Vahdet Bilinci Neyi Gerektirir...
Tevhid akidemizin bizden evleviyetle isteği, Vahdet bilinci ile hareket etmektir.
Irkçılık ve mezhepçiliğin giderek bu bilinci körelttiğinin ve dumura uğrattığının farkındayım. Ancak her türlü tezvirata fitne ve fesada ragmen hala vahdeti savunan hatırı sayılır bir kitle mevcuttur. Elamdülillah.
Irkçılık ve mezhepçilikten arınmış bu tertemiz yüreklerin gönül birliği yetmiyor artık! Allah’ın (cc) düşmanlarına karşı yüreklerdeki bu birlik gerekli; ancak yeterli değildir. Biz sahada da vahdet bilinciyle hareket edenlerin daha çok bir araya gelmelerini, manevi vahdetin maddi vahdetle taçlandırılmasını bekliyoruz.
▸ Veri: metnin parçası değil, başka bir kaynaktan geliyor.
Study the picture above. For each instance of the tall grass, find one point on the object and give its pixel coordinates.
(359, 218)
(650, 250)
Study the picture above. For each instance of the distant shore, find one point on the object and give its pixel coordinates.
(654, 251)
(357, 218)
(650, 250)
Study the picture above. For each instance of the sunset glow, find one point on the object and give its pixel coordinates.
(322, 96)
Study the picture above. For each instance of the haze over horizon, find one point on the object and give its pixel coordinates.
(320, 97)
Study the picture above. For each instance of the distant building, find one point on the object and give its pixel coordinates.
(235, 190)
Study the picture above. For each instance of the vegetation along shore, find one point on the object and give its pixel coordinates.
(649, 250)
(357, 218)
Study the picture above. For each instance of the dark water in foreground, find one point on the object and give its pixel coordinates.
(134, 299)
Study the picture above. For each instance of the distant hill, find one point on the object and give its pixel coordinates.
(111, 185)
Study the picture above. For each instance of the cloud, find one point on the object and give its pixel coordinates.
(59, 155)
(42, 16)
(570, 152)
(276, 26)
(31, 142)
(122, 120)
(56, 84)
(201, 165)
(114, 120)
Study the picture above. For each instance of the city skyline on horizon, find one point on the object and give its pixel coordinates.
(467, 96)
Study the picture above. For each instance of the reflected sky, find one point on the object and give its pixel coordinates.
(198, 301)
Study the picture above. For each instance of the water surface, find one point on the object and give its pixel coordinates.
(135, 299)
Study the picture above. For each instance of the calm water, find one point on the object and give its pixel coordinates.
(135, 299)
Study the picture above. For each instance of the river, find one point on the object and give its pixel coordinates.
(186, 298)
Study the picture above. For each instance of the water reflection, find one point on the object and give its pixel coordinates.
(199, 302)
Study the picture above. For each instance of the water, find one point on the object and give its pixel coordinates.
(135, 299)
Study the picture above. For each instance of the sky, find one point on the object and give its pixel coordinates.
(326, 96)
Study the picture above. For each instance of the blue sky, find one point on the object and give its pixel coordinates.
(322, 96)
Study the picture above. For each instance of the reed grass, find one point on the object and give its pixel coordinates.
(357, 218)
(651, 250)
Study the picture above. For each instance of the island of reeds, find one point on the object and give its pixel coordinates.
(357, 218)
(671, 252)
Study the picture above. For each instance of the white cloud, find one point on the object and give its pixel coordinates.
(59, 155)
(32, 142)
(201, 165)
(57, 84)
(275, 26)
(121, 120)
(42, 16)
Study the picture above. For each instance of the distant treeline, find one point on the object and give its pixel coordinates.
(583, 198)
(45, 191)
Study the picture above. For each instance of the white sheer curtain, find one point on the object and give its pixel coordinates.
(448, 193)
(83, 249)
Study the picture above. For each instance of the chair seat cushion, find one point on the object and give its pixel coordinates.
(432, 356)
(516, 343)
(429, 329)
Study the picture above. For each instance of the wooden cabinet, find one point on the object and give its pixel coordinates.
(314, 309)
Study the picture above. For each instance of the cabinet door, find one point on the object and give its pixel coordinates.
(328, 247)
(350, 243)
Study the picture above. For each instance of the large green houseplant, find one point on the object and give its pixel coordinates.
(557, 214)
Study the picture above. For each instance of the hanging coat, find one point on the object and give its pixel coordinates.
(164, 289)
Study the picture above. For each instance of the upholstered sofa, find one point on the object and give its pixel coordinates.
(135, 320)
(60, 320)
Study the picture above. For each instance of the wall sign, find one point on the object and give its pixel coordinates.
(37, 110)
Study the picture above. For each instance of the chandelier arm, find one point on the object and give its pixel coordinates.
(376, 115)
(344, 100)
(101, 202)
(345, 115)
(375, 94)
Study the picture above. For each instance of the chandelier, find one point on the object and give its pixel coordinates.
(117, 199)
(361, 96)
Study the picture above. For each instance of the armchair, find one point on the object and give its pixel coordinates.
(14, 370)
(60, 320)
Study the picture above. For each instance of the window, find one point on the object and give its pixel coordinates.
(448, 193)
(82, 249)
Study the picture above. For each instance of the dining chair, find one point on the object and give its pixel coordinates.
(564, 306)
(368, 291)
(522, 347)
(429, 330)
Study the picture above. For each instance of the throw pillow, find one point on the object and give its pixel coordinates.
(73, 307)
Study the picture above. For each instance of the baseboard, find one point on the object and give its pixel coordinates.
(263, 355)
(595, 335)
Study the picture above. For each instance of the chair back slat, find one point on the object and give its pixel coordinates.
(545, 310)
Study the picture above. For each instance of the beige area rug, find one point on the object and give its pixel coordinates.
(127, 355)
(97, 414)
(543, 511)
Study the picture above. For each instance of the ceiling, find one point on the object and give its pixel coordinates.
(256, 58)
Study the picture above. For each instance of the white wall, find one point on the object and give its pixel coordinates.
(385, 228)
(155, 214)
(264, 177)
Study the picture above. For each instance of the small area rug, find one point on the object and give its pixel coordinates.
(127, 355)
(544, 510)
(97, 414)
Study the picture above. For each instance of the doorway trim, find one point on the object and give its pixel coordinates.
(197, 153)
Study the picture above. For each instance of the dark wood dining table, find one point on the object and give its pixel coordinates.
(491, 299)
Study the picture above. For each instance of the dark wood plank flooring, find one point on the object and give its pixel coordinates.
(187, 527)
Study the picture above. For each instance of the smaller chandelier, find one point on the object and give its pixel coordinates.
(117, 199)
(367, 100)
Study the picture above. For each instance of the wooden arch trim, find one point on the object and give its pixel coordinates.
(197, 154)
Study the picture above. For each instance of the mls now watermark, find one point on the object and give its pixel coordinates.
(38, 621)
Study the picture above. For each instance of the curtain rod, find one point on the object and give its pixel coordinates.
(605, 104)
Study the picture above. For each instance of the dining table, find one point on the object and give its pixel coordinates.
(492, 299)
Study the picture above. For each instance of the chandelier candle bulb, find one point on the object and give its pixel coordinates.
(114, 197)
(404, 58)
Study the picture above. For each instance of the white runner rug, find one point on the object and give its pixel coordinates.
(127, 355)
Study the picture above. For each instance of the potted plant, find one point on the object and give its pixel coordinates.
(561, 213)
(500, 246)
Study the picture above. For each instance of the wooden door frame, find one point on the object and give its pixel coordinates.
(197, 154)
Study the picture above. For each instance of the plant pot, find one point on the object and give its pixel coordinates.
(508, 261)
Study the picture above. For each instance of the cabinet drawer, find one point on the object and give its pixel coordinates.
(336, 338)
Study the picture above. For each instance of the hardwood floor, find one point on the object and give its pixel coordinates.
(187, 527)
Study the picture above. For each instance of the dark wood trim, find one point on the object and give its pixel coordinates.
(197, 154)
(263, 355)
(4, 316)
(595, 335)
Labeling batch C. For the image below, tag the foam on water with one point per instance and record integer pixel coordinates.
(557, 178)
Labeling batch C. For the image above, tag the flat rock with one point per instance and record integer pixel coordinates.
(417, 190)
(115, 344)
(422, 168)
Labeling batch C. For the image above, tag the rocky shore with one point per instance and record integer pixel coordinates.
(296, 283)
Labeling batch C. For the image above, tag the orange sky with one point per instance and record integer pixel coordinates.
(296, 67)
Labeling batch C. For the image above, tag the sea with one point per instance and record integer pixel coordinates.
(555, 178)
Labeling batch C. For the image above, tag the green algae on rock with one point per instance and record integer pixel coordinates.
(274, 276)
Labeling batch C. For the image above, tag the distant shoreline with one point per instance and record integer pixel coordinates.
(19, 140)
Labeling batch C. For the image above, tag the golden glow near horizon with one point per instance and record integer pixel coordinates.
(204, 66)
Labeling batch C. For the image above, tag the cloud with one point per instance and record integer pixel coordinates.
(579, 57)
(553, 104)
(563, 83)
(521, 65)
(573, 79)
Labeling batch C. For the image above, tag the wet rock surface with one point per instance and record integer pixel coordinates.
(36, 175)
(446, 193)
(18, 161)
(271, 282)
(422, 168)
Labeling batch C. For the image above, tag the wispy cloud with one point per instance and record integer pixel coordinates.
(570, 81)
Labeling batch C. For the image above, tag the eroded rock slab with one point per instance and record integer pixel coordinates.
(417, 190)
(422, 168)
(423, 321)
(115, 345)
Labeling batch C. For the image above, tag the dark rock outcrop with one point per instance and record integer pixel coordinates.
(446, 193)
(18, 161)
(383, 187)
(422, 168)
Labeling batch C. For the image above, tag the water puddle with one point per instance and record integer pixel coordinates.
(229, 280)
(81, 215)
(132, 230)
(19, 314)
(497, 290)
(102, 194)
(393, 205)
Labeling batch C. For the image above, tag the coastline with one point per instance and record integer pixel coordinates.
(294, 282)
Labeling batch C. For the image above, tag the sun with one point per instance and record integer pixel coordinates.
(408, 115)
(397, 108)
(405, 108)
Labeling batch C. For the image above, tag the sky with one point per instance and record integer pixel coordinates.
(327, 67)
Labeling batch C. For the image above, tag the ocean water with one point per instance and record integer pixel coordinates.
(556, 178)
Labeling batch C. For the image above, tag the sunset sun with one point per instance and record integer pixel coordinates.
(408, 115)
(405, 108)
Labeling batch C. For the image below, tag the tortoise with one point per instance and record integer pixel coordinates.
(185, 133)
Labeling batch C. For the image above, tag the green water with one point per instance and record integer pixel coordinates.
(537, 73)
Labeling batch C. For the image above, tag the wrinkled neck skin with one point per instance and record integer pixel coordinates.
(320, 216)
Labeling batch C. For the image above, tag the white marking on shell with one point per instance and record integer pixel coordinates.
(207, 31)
Tam da buna ihtiyacın zirve yaptığı bir dönemeden geçiyoruz. Farklı ırk ve mezheplere mensup VAHDET bilincine sahip kişilerin derneklerin vakıfların tefrikacılara mezhepçi ve ırkçılara inat daha çok aynı karelerde görünmeleri gerektiği bir süreçten geçiyoruz. Vahdet şuuru bunu gerektirir. Mücadele azmi böylece kamçılanır. “Önemli olan gönüllerin bir olması” deyimi yetersiz kalıyor.
Vahdet için “takrib” faaliyetlerinin önemine inanmış insanların basit gerekçelerle birlikte hareket etmekten kaçınması samimiyetlerine gölge düşürür.
Öylesine garip bir zamanda yaşıyoruz ki “fitne ile mücadele” edenler maalesef FİTNE çıkartmakla korkutuluyor. Yüreği küresel siyonizmle mücadele için çarpan insanlar, hala cephelerini birleştiremiyorlarsa düşman bunların dağınıklıklarını fırsata çevirmez mi? Böyle bir dağınıklık görüntüsü tek başına Fitne değil de nedir!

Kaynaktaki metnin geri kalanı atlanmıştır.